I see that your responses in the remainder of this post get ever-more complicated and even more convoluted ... for example where you say (much further below):

• [Richard]: ‘It has been ‘done’ for at least 3,000 to 5,000 years of recorded history, it is currently being ‘done’ ...and will continue to be ‘done’ for as long as there are peoples such as yourself intent on preserving the ‘Tried and True’ instead of engaging in a discussion about the total absence of ‘good’ and ‘evil’ in this actual world.
• [Respondent]: ‘There is no-thing to discuss about the total absence of ‘good’ and ‘evil’ in this actual world. There is no argument that good and evil are totally absent in this actual world. It is accepted as fact.

Allow me to juxtaposition your two sentences so that you may see for yourself:

• [Respondent]: ‘Good exists and no evil is to be found for it to be dependent on’.
• [Respondent]: ‘There is no argument that good and evil are totally absent in this actual world. It is accepted as fact’.

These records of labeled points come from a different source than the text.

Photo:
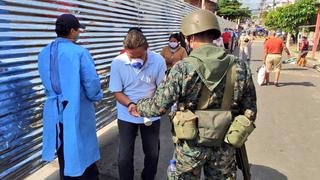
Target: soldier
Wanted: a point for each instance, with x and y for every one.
(204, 68)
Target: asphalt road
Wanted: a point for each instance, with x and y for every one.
(285, 144)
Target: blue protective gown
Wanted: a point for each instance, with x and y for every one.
(68, 74)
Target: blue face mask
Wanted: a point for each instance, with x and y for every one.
(136, 63)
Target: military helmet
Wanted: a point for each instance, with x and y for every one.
(199, 21)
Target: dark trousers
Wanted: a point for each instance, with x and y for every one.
(150, 143)
(91, 173)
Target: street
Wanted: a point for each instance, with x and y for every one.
(283, 146)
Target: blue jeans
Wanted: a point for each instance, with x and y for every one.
(151, 146)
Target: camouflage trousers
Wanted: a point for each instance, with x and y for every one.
(219, 163)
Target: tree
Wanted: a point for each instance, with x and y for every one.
(231, 9)
(290, 17)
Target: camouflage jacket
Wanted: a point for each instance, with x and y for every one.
(184, 85)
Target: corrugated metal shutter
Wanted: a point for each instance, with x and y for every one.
(26, 26)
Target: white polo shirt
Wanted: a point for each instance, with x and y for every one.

Might I point out that the sentence ‘There is no argument that good and evil are totally absent in this actual world’ means that good and evil are totally absent in actuality (and does not mean ‘good exists and no evil is to be found for it to be dependent on’)? Which also means that if you are to further pursue this subject with me it would be worthwhile to acknowledge some basic starting-point issues so that you do not get lost in your own world of words again ... after which it may be possible to discuss flesh and blood bodies:

• [Richard]: ‘All is carefree in this actual world ... there is no ‘good’ or ‘evil’ here.
• [Respondent]: ‘Of the good in you I can speak, but not of the evil.
• [Richard]: ‘You do seem to be missing the point: there is neither ‘good’ nor ‘evil’ in this flesh and blood body.
• [Respondent]: ‘Good exists and no evil is to be found for it to be dependent on’.
• [Richard]: ‘Your poetic metaphors are an ever-more complicated way of disguising the fact that ‘good’ depends upon ‘evil’.
• [Respondent]: ‘Good and evil depend on no-thing save for a choice to be either good, or to be evil.
• [Richard]: ‘It must first be established that ‘good’ and ‘evil’ have any existence whatsoever outside of a fertile and imaginative ‘inner world’ (in order for the choice to have any meaning).
• [Respondent]: [you may insert your relevant response here].

Seeing the fact (that there is no ‘good’ or ‘evil’ here in this actual world) means no choice.